Her eyes were a pale, expressive green that echoed the emotions I could already sense from her, while freckles dusted across the bridge of her nose and cheeks, subtle but visible in the low glow.
Her coat hugged her frame just enough that I could make out the soft curves beneath it, along with the hint of what looked like a floral summer dress underneath.
She looked soft and gently curved in a way that felt real, not like the women who tried to mold themselves into society’s idea of perfection.
No, this woman was naturally, authentically herself.
At a glance, I might have thought she was grounded, confident even, but the moment I felt it, I knew that wasn’t what held her in place.
There was a literal emotional weight pressing down on her instead.
The emotions clung to her like over-packed luggage she didn’t know how to set down.
Anxiety, stress, and something deeper beneath it, tightly wound itself all around her.
I could sense all of it, and my tentacles hadn’t even touched her yet.
Whatever she had been through, it had built up inside her, and I found myself unexpectedly curious about this newcomer.
“Hi,” she said, then immediately winced, like she regretted the word the second it left her mouth.
“Hello. Sorry. Um. Mina said you might be able to fit me in, but I know it’s late, so if you can’t, I completely understand.

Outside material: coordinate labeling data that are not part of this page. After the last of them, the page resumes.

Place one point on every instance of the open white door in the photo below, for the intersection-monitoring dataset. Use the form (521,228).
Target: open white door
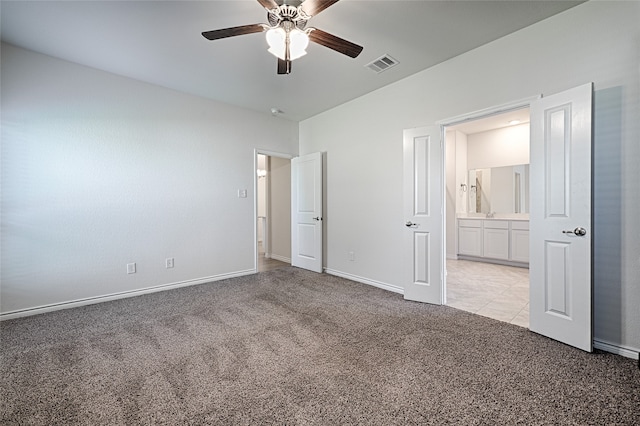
(422,207)
(560,218)
(306,212)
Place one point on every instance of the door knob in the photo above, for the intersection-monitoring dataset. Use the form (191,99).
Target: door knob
(580,232)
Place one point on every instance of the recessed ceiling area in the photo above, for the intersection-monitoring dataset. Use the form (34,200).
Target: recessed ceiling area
(160,42)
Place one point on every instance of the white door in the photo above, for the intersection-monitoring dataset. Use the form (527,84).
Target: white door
(422,195)
(560,218)
(306,212)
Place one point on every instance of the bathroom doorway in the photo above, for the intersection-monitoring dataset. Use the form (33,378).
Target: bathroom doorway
(273,211)
(487,209)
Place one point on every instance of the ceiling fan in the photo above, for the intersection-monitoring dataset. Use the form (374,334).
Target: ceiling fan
(287,31)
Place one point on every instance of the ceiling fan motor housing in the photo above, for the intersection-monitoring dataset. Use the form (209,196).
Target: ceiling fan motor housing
(288,13)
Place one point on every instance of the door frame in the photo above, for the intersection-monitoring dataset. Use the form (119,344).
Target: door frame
(256,152)
(452,121)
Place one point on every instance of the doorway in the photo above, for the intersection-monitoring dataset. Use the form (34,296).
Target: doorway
(487,205)
(273,211)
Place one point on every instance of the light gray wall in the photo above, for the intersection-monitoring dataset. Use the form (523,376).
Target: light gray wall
(507,146)
(596,41)
(99,171)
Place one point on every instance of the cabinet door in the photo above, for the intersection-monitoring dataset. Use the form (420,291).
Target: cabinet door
(470,241)
(520,245)
(496,243)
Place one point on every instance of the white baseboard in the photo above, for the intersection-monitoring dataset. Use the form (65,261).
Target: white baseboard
(384,286)
(122,295)
(616,349)
(281,258)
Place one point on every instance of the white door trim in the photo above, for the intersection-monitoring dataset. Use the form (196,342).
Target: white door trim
(487,112)
(256,152)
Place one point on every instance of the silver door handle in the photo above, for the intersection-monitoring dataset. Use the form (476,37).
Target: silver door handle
(580,232)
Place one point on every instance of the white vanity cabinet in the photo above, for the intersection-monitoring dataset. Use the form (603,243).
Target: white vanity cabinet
(470,237)
(499,240)
(495,239)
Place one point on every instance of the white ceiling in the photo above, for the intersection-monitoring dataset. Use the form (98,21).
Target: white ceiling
(160,42)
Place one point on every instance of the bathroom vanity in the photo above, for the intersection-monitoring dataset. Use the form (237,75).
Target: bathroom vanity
(496,240)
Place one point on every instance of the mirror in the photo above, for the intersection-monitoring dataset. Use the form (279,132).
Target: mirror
(499,189)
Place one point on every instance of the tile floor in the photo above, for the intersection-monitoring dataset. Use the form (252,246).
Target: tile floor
(494,291)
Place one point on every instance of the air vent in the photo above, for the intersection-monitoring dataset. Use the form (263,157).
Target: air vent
(383,63)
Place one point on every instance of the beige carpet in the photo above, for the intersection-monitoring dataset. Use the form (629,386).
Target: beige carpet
(294,347)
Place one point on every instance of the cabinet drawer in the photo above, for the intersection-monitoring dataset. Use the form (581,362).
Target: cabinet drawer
(470,223)
(496,224)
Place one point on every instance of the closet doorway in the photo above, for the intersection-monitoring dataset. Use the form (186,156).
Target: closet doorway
(487,208)
(273,211)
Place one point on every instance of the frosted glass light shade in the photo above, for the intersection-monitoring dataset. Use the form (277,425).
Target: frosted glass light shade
(277,40)
(298,42)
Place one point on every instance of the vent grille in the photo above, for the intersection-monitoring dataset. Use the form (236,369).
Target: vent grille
(383,63)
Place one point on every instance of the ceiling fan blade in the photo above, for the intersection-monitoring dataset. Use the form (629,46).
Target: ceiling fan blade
(284,67)
(313,7)
(336,43)
(233,31)
(268,4)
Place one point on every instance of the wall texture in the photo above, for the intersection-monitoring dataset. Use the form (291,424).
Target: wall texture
(99,171)
(596,41)
(507,146)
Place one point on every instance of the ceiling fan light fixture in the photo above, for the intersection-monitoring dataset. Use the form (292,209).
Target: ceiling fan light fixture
(276,39)
(298,42)
(295,40)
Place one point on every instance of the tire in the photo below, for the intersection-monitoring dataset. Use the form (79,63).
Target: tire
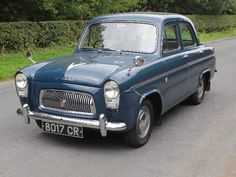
(198,96)
(140,133)
(39,123)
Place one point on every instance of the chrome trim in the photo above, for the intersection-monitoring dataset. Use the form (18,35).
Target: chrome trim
(24,113)
(102,124)
(81,96)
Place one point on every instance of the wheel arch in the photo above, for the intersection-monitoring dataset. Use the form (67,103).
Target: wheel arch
(207,75)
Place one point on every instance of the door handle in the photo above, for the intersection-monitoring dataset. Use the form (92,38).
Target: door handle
(201,51)
(185,56)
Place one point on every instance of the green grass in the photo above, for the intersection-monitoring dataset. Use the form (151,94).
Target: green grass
(11,62)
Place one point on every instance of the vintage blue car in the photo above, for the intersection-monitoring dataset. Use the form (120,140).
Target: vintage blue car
(127,70)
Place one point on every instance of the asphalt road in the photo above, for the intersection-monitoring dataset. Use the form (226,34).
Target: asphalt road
(193,141)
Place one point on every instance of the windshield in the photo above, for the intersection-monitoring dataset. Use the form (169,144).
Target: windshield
(130,37)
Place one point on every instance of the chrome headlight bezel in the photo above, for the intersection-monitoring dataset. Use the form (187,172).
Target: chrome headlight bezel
(21,82)
(112,94)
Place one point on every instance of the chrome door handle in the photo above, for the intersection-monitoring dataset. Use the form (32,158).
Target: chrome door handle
(201,51)
(185,56)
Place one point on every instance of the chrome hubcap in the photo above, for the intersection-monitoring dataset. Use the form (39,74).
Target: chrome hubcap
(143,122)
(200,90)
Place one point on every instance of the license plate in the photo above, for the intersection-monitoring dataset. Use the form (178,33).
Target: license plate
(62,129)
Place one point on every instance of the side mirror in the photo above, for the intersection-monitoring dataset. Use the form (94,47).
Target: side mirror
(29,56)
(138,61)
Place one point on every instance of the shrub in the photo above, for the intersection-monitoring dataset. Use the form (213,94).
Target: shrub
(213,23)
(26,35)
(30,35)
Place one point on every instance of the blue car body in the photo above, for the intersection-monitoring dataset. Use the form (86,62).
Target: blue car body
(165,78)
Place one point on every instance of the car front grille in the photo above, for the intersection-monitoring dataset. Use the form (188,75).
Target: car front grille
(67,101)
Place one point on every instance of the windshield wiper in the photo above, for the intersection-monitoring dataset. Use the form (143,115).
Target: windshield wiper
(108,49)
(87,48)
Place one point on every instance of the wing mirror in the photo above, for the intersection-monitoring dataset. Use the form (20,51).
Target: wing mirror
(29,56)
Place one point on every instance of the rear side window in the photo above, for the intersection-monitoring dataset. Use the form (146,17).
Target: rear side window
(170,40)
(187,36)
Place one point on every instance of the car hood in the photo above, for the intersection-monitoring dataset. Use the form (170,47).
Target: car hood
(83,69)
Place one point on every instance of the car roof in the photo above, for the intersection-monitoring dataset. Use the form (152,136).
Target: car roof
(152,17)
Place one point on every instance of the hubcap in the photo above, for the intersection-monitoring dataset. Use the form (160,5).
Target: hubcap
(143,122)
(200,90)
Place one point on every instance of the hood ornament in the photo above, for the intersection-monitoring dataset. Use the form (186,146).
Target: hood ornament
(137,61)
(62,103)
(29,56)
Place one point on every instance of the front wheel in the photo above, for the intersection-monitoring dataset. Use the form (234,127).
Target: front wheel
(140,133)
(198,96)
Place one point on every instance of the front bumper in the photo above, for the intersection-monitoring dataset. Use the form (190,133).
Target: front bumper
(102,124)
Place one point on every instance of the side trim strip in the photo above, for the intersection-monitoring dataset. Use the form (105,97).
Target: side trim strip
(171,71)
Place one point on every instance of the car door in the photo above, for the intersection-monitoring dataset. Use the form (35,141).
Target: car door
(176,62)
(192,52)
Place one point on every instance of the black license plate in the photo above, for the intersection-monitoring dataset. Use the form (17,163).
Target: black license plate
(62,129)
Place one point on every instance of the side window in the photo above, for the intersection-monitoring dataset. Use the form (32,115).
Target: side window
(170,40)
(187,35)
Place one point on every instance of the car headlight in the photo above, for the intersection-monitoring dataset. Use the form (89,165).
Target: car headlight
(112,94)
(21,85)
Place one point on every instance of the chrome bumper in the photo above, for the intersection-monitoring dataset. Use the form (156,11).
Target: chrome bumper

I can come back another time. Or not, since I’m sure your days are already booked, but tonight would be preferable if you can.
If not, I can make it another day, I suppose. ”
The words tumbled out in one breath, each one carrying the same anxious energy. I watched her close her eyes, as if even she didn’t like asking any more than I liked answering.
“I didn’t mean to make that sound so dramatic,” she added quickly. “I just mean... in a respectful-of-your-business-hours kind of way.”
Mina made a suspicious choking noise behind me that sounded very much like suppressed heartbreak for the newcomer. It might have sounded exaggerated, but I knew it was genuine.